As the Wikipedia page explains, there are two main kinds: mutation-based fuzzing (where you take legal inputs and mutate them in various interesting ways), andgeneration-based fuzzing (where you build almost-legal inputs from some declarative description, e.g. a grammar). For more information, see here.


HIL (Hardware-In-the-Loop)

HIL refers to running the DUT (or part of it) as an actual, physical HW box, while the rest of the DVE still runs in simulation. See, for instance, configuration (6) under execution platform.

Actually interfacing a piece of real hardware to a simulation engine is somewhat tricky, but (because this so useful) it has been done many times.

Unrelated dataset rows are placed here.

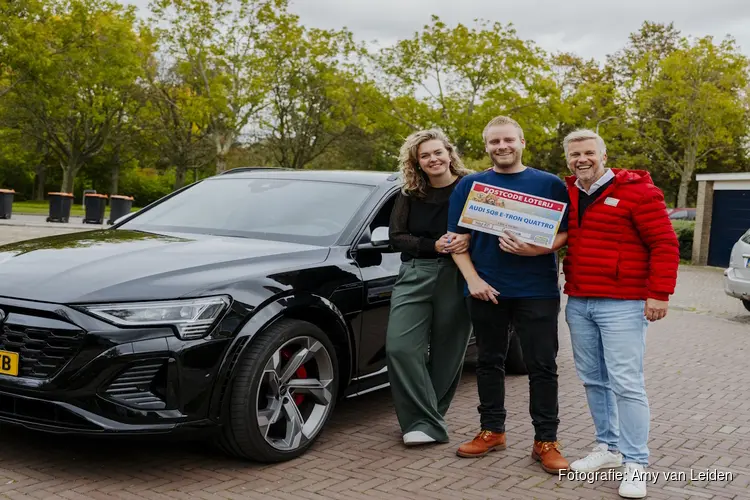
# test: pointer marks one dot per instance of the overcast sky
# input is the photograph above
(590, 28)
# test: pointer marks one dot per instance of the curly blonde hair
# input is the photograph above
(415, 180)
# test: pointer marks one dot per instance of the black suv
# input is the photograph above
(245, 304)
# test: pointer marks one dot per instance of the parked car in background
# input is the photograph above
(681, 213)
(737, 275)
(244, 305)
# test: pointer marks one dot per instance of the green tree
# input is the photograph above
(701, 90)
(318, 92)
(220, 49)
(73, 102)
(467, 75)
(177, 121)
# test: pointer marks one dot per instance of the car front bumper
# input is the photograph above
(77, 374)
(736, 286)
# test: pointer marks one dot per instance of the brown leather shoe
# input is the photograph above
(548, 453)
(483, 443)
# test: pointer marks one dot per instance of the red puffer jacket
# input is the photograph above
(625, 247)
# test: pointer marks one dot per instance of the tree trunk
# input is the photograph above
(691, 155)
(69, 175)
(41, 181)
(115, 172)
(179, 176)
(223, 143)
(115, 185)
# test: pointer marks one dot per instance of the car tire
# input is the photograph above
(276, 412)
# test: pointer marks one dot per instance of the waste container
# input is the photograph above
(6, 203)
(94, 206)
(59, 207)
(118, 206)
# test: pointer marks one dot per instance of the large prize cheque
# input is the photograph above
(496, 210)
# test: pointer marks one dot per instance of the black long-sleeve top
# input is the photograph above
(417, 223)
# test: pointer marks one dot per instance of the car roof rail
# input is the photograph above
(250, 169)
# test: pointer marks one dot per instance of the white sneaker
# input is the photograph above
(417, 437)
(599, 458)
(633, 483)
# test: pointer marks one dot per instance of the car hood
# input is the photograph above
(122, 265)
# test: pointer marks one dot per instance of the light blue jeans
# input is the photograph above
(609, 340)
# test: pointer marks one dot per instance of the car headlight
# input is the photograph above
(191, 317)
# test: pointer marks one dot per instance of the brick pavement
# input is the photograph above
(700, 422)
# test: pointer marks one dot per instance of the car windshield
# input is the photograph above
(291, 210)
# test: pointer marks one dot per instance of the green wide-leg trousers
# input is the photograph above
(428, 310)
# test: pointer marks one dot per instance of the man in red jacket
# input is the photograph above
(620, 269)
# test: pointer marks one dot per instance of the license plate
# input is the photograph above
(8, 363)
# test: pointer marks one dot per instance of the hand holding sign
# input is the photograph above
(510, 243)
(531, 219)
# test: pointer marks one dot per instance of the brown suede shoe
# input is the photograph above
(483, 443)
(548, 453)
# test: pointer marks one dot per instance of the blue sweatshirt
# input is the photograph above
(512, 275)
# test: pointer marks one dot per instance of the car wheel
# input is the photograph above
(284, 393)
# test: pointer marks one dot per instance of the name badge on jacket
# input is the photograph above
(611, 201)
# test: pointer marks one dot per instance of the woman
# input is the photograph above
(427, 305)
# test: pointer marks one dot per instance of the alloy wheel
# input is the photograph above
(294, 397)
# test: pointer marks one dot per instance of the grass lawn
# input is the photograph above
(42, 208)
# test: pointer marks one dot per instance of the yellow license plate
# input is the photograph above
(8, 363)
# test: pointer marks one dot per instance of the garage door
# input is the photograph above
(731, 218)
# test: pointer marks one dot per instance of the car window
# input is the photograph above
(298, 211)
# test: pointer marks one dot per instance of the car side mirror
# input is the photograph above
(379, 239)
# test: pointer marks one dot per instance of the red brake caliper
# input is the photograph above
(301, 373)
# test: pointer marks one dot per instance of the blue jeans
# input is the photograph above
(609, 340)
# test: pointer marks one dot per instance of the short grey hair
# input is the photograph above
(583, 135)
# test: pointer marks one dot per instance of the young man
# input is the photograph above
(620, 269)
(512, 281)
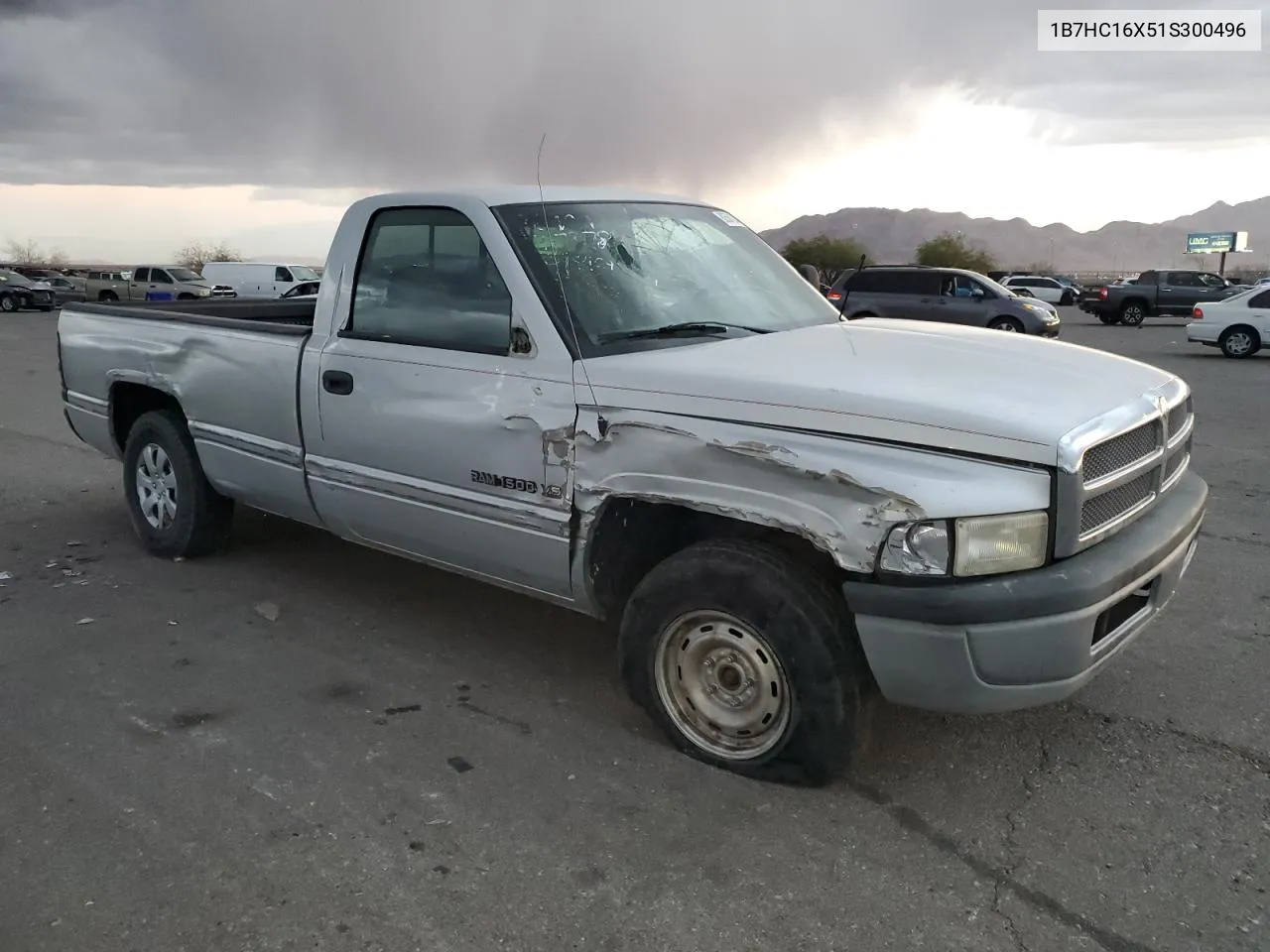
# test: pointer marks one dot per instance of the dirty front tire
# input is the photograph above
(160, 462)
(747, 658)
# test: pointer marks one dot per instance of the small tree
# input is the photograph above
(949, 250)
(830, 257)
(195, 254)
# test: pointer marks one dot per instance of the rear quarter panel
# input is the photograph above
(236, 389)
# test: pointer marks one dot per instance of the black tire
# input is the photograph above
(1006, 324)
(1132, 313)
(798, 616)
(1239, 340)
(203, 517)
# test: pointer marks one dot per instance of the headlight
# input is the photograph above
(980, 544)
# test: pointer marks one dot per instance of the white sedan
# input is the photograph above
(1238, 325)
(1046, 289)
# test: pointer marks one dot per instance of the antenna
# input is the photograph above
(568, 311)
(846, 287)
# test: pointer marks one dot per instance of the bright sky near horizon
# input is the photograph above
(980, 122)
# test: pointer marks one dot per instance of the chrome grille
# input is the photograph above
(1110, 506)
(1121, 452)
(1119, 463)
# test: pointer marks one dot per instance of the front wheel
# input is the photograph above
(747, 660)
(1133, 313)
(173, 507)
(1007, 324)
(1239, 341)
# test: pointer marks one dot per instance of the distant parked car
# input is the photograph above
(1159, 295)
(66, 290)
(945, 295)
(1237, 325)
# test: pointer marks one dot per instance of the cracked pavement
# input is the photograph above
(307, 744)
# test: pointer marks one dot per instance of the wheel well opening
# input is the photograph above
(128, 402)
(631, 536)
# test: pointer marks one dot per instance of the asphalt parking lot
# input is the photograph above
(302, 744)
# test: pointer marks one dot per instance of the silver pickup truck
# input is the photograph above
(630, 405)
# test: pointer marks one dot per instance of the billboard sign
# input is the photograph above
(1207, 243)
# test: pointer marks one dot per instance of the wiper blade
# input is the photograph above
(689, 329)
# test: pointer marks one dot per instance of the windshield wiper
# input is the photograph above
(689, 329)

In general, big-system verification people love this *-in-the-loop notation, so beware that HIL can also be Human-In-the-Loop. Also, when reading about HIL (e.g. in Wikipedia) you will often see them referring to the HIL component connected to a plant. Don’t worry – this is has nothing to do with the planting season – “plant” is a control-theory term, probably used for excellent historical reasons. In our skid-control example, the “plant” is the actual brake mechanics controlled by the skid-control unit.


ICE (In Circuit Emulation / Emulator)

 This is another term well-calculated to confuse you. It has two different (but slightly-related) meanings.

For embedded SW verification folks, ICE means a device which helps debugging SW. It uses a special version of the actual, HW CPU, which has some special way (e.g. JTAG) to get debug information to the ICE debug SW. The Wikipedia entry summarizes this well.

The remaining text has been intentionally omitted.